I thought that my combined passion for justice and health meant that I should become a doctor. Going into public health had never occurred to me, but from that point forward, I could not imagine doing anything else. My sophomore year, I went to my advisor and told her that I had decided on my major: Global Public Health with a concentration in Sociology.
Going Global
Learning about public health meant that I learned about the injustices happening in the States and around the world, but I wasn’t a frustrated 7th grader anymore. I became an activist. I believe that good public health is, at its core, activism—fighting for the vulnerable, combining people power and dedication with education and research.

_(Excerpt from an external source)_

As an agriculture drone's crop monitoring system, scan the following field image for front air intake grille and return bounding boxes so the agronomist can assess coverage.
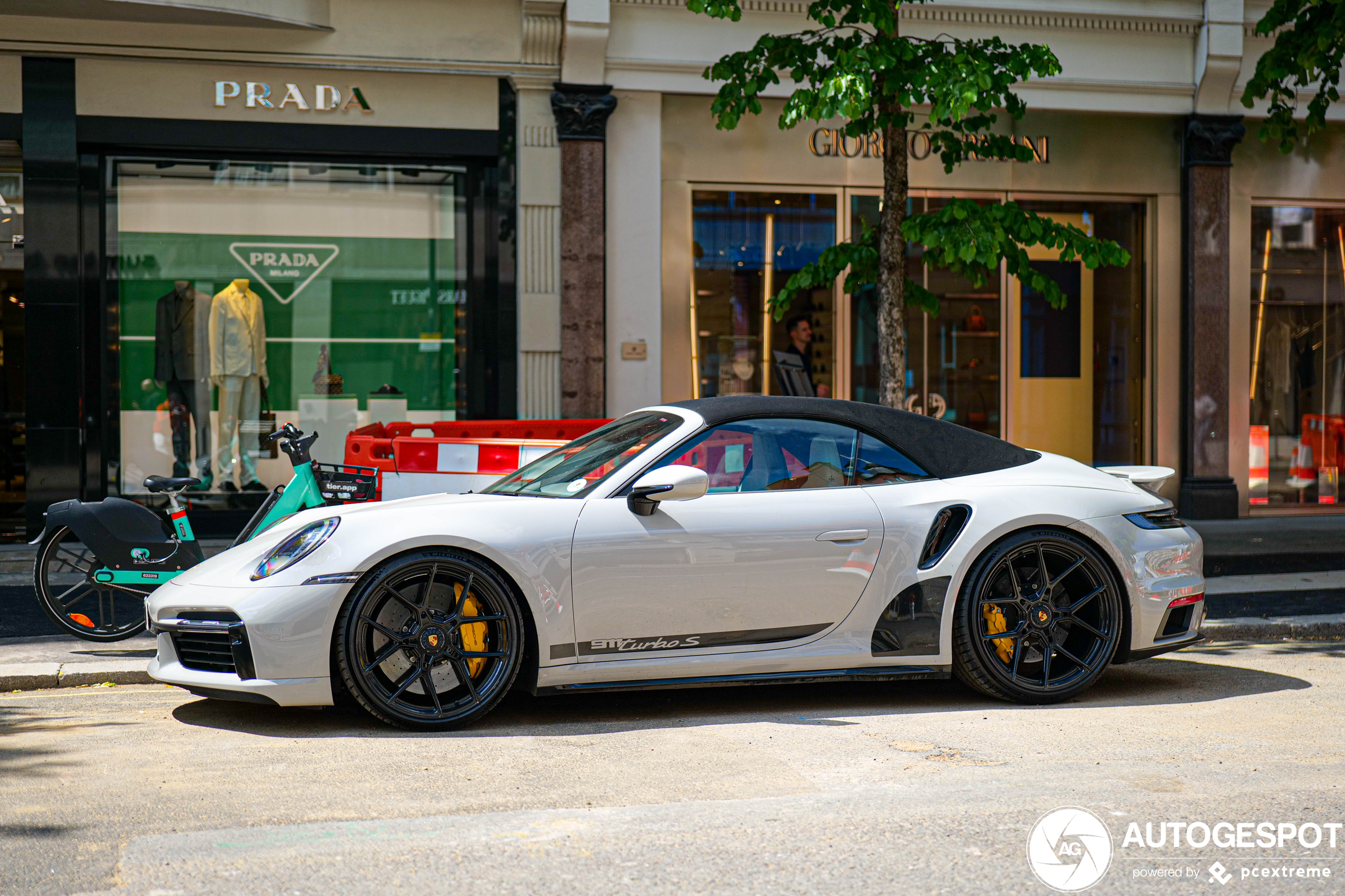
[162,610,257,681]
[172,630,238,672]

I spent my junior year abroad, doing one semester in Prague and one in Sydney. I had always wanted to travel outside of the US, but I had never had the opportunity. It was at that point I realized I don’t want to travel—I need to travel. I once heard some advice about how to choose a career: pick something that combines what you love to do, what you’re good at, and what the world needs. I graduated with honors from NYU in May 2017 and started classes at the University of Washington School of Public Health in September 2017.
Moving Forward
It feels great to be part of the DeRouen Center team and fulfilling to be working on a project that has the potential to improve the lives of children around the world for generations to come. I am encouraged by the progress we’ve made in the last few months, and I’m excited for all of the new experiences, connections, opportunities to help, and chances to learn that will come my way.
Where will this all take me? After I graduate, I hope to join the Peace Corps. And after that…I’m not sure yet. And I’m not too worried. I want to keep helping people and learning for the rest of my life; where or with whom is not what matters. Public health is my passion, and I will go where it leads me. Thanks for reading and have a great day.